Historic Synagogues of Europe

The Foundation commissioned research, undertaken by the Center for Jewish Art of the Hebrew University of Jerusalem, to create an inventory of the historic synagogues across the whole of Europe, categorising each synagogue building according to its (i) significance and (ii) condition.

The research identified over 3,300 sites, of which under a quarter are today functioning synagogues. 

This mapping was undertaken to ensure the Foundation can be comprehensive and strategic in its approach to its preservation agenda, able to identify which are today the most important synagogue sites most at risk, and it is now working to help save a prioritised number.  

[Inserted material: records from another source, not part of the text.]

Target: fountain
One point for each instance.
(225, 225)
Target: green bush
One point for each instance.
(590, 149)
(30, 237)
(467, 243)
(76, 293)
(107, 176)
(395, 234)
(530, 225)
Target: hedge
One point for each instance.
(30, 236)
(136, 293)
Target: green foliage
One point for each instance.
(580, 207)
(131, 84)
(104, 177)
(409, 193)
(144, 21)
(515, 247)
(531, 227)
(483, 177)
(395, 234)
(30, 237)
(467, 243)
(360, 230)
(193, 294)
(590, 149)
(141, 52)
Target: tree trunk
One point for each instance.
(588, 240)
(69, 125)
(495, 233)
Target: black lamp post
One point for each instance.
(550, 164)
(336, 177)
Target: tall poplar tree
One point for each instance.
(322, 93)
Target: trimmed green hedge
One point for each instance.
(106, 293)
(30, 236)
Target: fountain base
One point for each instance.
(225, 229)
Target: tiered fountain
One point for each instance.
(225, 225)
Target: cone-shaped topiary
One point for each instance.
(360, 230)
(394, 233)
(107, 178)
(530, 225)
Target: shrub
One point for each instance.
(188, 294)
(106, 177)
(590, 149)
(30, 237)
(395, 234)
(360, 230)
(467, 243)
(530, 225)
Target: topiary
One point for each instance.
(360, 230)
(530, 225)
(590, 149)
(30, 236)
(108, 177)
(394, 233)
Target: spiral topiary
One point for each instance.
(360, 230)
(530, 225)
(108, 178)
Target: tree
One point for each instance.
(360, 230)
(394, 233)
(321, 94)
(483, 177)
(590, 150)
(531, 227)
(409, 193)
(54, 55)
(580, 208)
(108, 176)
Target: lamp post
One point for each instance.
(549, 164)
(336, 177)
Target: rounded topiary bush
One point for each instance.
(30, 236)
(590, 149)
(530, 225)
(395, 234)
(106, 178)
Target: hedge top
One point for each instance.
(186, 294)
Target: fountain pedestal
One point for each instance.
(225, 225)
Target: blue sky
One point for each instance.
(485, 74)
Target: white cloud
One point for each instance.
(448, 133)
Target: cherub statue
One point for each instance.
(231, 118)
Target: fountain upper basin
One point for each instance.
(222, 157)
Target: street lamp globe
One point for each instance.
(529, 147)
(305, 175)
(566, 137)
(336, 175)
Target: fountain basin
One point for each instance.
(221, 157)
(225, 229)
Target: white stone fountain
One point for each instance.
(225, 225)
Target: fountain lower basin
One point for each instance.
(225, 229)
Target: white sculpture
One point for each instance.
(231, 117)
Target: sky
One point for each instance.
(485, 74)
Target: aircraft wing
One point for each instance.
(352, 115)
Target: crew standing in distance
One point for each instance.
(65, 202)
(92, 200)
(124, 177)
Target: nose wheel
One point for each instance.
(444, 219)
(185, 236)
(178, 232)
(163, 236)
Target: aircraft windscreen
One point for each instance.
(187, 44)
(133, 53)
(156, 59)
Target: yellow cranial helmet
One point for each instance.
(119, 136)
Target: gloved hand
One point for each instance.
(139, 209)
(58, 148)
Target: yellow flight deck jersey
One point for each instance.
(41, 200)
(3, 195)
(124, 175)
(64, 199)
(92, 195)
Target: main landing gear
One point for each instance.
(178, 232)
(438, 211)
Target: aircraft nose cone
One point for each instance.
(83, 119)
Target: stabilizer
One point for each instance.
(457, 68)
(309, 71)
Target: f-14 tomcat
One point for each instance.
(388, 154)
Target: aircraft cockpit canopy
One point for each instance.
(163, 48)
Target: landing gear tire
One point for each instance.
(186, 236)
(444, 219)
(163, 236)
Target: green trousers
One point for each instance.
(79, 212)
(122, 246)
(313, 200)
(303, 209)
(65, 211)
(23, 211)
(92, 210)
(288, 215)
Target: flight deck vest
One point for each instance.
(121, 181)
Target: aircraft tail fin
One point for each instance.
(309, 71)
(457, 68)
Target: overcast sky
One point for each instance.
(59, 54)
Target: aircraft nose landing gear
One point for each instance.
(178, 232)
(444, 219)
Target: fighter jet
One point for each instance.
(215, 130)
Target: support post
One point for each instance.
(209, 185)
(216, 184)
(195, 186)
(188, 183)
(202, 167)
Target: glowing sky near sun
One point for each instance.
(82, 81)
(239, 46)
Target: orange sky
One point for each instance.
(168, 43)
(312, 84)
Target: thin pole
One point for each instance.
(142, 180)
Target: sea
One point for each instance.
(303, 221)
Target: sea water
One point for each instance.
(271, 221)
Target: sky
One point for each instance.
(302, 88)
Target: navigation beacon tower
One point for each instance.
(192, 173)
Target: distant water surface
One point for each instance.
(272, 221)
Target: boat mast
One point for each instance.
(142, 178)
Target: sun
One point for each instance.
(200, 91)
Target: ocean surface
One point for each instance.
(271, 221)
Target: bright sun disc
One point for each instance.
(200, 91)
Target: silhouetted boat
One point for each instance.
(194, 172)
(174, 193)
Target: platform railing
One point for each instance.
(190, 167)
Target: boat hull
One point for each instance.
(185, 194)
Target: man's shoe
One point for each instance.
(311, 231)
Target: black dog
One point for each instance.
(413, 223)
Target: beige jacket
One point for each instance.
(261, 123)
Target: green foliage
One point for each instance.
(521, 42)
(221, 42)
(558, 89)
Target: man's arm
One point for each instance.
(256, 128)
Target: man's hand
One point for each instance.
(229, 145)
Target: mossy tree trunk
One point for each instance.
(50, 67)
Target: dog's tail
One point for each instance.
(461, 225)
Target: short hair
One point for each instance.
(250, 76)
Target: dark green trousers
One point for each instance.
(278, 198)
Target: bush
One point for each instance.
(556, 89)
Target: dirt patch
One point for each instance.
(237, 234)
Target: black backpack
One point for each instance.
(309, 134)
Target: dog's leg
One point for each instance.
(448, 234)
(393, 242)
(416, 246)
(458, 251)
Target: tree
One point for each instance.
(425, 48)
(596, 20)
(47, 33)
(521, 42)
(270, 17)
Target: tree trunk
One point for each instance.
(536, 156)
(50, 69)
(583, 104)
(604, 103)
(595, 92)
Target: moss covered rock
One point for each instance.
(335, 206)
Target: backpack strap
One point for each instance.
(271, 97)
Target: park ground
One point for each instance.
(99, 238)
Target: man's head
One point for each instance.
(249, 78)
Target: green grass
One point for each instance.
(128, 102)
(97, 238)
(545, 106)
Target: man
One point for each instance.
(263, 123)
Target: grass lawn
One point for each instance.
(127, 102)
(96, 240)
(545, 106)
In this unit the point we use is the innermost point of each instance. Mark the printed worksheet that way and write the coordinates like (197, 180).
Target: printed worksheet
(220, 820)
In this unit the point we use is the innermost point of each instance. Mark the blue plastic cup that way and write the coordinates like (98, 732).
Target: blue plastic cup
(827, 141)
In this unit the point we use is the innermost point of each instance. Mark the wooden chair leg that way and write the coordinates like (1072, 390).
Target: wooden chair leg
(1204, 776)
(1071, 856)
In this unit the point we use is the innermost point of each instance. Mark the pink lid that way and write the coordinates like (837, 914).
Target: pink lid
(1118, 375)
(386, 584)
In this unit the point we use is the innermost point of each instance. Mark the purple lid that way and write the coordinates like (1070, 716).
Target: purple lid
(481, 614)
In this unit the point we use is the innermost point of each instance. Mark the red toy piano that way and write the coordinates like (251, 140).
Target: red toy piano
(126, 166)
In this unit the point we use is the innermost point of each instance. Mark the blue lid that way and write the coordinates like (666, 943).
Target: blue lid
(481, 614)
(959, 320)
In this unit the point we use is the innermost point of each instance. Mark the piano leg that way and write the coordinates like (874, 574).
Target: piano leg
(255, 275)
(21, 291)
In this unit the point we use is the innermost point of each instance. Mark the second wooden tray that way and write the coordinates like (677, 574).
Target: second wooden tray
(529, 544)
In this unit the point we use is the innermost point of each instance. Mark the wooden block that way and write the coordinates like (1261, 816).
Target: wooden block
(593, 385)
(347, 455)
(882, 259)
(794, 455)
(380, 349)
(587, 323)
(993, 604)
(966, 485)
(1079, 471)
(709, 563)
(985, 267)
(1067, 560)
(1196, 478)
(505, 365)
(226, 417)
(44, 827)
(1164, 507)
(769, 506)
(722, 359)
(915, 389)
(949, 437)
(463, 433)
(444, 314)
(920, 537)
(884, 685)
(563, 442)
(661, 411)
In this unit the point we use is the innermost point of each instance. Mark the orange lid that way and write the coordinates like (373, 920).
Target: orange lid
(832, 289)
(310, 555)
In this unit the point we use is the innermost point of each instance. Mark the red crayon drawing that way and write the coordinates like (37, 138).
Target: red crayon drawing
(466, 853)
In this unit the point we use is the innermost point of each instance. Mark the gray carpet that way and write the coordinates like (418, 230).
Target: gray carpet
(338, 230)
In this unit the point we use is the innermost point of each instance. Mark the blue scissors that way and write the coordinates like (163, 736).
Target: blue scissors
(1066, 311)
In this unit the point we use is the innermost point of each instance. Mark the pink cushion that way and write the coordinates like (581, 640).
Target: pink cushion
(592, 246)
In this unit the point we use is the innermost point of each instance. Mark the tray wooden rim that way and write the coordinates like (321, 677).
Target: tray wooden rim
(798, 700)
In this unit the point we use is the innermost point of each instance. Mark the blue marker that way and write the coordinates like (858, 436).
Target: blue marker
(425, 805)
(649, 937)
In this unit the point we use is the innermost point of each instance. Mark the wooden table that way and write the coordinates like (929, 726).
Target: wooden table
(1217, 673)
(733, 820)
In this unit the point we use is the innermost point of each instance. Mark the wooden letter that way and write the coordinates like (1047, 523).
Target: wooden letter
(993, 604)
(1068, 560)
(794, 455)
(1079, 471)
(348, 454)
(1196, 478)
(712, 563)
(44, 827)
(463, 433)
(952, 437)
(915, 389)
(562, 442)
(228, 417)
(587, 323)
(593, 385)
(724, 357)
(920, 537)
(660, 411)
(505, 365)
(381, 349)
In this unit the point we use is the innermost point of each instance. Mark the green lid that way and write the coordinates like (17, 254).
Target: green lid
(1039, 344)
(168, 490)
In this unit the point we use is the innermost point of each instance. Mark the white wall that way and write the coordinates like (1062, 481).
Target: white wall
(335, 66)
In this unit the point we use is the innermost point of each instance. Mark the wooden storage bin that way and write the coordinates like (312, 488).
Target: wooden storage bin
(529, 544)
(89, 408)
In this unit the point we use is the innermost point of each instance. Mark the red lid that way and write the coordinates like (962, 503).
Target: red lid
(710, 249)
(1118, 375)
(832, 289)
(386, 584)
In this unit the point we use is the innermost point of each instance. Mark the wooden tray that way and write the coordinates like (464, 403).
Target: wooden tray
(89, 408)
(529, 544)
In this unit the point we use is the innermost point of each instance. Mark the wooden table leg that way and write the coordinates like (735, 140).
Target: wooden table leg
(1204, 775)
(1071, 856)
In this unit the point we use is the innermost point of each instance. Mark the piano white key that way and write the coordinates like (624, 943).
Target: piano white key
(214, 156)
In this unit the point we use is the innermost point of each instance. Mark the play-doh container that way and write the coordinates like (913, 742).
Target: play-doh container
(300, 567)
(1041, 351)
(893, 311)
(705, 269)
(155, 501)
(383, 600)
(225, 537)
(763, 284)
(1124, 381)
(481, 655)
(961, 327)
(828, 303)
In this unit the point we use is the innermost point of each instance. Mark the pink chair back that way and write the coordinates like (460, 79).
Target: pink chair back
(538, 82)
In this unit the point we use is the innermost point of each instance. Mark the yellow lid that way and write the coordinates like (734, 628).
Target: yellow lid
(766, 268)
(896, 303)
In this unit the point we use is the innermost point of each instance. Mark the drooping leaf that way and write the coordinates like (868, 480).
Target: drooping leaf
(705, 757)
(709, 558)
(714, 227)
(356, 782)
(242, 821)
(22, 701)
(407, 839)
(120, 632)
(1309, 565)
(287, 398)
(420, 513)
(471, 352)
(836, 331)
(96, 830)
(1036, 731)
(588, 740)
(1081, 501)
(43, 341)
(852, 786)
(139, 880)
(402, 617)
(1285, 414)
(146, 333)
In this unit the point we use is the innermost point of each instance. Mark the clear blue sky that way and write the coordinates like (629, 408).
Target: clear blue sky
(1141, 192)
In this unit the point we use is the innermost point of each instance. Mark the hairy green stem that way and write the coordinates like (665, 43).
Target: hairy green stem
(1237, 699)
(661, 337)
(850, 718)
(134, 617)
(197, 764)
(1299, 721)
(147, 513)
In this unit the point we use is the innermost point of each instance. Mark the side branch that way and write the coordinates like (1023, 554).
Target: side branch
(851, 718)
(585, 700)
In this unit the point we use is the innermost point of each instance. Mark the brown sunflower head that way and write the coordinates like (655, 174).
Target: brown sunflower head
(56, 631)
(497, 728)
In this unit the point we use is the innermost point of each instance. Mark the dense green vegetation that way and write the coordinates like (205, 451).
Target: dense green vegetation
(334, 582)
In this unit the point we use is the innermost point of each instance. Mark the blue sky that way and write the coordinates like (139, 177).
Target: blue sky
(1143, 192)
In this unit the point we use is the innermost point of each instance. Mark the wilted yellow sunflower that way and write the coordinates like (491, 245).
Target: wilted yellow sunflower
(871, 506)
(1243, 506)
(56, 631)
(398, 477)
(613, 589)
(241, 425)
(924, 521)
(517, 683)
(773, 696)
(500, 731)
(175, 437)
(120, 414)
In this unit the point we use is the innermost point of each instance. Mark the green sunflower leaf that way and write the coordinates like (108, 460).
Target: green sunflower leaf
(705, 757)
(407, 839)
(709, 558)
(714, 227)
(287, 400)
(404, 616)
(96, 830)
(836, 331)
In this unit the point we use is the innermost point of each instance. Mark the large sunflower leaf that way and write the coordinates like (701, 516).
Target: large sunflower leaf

The Historic Synagogues of Europe website can be found via the link:
Historic Synagogues of Europe

Jewish Heritage of Iraq and Syria

The Jewish life that once existed in Iraq and Syria represented the most ancient diaspora communities going back 2,600 years to the Biblical era – and the most historically significant.

At the turn of the 20th century, one third of Baghdad’s population was Jewish and the community played an important role within wider society.  Sadly these communities have all but disappeared, yet a remarkable physical heritage remains.

Given the very urgent situation in the region due to the current conflict, the Foundation has partnered with the American Schools of Oriental Research to map the Jewish heritage of Iraq and Syria, assess its current state, and explore the possibility of post-conflict preservation of the most important sites.


Network of Jewish Heritage Cities - the Foundation convened an international consortium to successfully bid for European Union funding to create a network of towns that have significant Jewish heritage.  The network called Moreshet is examining models and tackling issues relating to how Jewish heritage is being addressed across Europe. 

Council of Europe - the Foundation was appointed the expert body to guide a research initiative undertaken by the Council of Europe to examine the state of Jewish heritage in Europe today.  The final Report was passed by the Council’s Parliamentary Assembly. 

The Report can be found via the link below -

European Year of Cultural Heritage - the Conference ‘Urban Jewish Heritage: Presence and Absence’ took place in Krakow Poland as part of European Union’s European Year of Cultural Heritage in 2018.  It considered the issues, challenges - and achievements - in the recognition, preservation, and presentation of Jewish heritage.